Tatort-Nachlese aus Münster: Es weihnachtete nur sehr wenig

„Tatort“-Nachlese zu „Väterchen Frost“ : Es weihnachtete nur sehr wenig

Münster, ein Weihnachtsmärchen? Leider nicht. Stattdessen breiten die Macher des neuesten Falls von Thiel und Boerne stumpfe Klischees über Russen aus.

Worum ging es? Ein Fahrrad-Freak ist tot, sein Mörder war wohl Kirill Gromow, ein enttäuschter Liebhaber. „Totschlag im Affekt“ lautet Thiels Fazit. Aber so einfach ist es natürlich nicht.

Worum ging es wirklich? Die Überlegung der Macher war offenbar Folgende: Nadeshda Krusenstern (Friederike Kempter) braucht einen Mann an ihrer Seite. Am Besten russischstämmig, wie sie selbst. Und weil der Russe an sich eben etwas anders ist (hoho), entführt er die Polizistin zunächst. Ineinander verknallen tun sich die beiden trotzdem, nach – Überraschung! – einem Wodka-Gelage. Die Entführung diente ja auch nur dazu, seinen Sohn Kirill vor dem Gefängnis zu retten, dessen Unschuld Thiel und Boerne flugs beweisen sollen, um Nadeshda wohlbehalten wiederzusehen. Diesen unorthodoxen väterlichen Einsatz findet das Opfer des Kidnappers ganz süß. Darüber, dass der tatkräftige Artjom seinen Sohn wegen dessen Homosexualität als „Taugenichts, Schwächling und Schwuchtel“ verachtet, kann sie nach ein paar ernsten Worten offenbar ganz gut hinwegsehen.
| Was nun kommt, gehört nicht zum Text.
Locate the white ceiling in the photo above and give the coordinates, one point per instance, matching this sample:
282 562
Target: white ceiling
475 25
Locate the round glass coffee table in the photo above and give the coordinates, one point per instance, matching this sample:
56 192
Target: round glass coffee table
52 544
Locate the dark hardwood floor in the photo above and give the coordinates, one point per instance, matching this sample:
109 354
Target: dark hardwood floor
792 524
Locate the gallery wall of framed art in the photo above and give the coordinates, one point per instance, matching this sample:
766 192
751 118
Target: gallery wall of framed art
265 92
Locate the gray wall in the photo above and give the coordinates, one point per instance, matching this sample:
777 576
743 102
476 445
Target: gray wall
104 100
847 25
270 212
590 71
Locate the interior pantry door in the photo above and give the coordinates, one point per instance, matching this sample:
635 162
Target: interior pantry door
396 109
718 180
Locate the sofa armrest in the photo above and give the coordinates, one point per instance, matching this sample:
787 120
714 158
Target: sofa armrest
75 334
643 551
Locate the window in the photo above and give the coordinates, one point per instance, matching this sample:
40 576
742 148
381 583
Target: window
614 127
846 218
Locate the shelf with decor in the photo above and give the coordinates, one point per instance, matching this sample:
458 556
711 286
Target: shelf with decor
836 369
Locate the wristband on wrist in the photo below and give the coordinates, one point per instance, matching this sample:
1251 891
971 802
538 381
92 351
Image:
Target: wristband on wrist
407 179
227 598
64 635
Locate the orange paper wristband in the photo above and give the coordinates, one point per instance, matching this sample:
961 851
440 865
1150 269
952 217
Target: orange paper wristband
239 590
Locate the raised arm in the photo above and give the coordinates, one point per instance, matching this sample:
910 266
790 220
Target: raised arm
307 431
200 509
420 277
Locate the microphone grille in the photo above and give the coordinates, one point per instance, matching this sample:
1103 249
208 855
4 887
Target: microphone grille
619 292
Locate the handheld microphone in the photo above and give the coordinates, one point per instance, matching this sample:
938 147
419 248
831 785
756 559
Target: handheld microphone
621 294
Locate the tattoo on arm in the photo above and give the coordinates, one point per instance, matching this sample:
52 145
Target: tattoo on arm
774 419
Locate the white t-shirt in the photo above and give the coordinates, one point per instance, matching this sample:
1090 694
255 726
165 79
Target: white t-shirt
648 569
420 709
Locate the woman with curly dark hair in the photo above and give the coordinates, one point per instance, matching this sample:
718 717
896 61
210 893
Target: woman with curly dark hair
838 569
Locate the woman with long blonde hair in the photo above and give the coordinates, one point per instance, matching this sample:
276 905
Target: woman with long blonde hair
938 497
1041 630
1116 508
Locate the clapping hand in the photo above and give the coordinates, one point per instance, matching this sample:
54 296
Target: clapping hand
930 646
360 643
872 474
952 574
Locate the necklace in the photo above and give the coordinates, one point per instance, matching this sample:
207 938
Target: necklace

Was war lustig? Boernes Feuereifer für russische Opern, seine Recherchen im Kollegenkreis über Gift-Forschung „in gewissen klandestinen Laboren“ sowie seine herrlich irritierende Sorglosigkeit um Nadeshda: „Allgemein gilt der Russe ja als gastfreundlich!“ Dazu, dass er ein augenscheinlich von Thiels Assistentin stammendes blutiges Ohrläppchen samt Ohrring in die Kanalisation befördert, fällt ihm nur ein: „Hätte man sowieso nicht wieder annähen können...“

Was war misslungen? Weniger die hanebüchene Story um die afrikanischen Diamantenschmuggler samt fahrradfahrendem Helfershelfer und giftmischendem Superkiller. Die gehört ja quasi zum Inventar. Weihnachtlich aber war das nun wirklich nicht. Tiefpunkt: der im besten Fall hölzerne Umgang mit ausländerfeindlichen Klischees (bis hin zum polnischen Taschendieb, der für einen billigen Gag herhalten muss). Auch das Thema Schwulenfeindlichkeit, das für die Betroffenen lebensgefährlich werden kann, passt nicht in den Komödiantenstadl. Egal, wie eindrucksvoll die Sätze „Du hast dann keine Freunde oder Familie mehr. Alle behandeln dich wie eine Krankheit“ an sich sein mögen.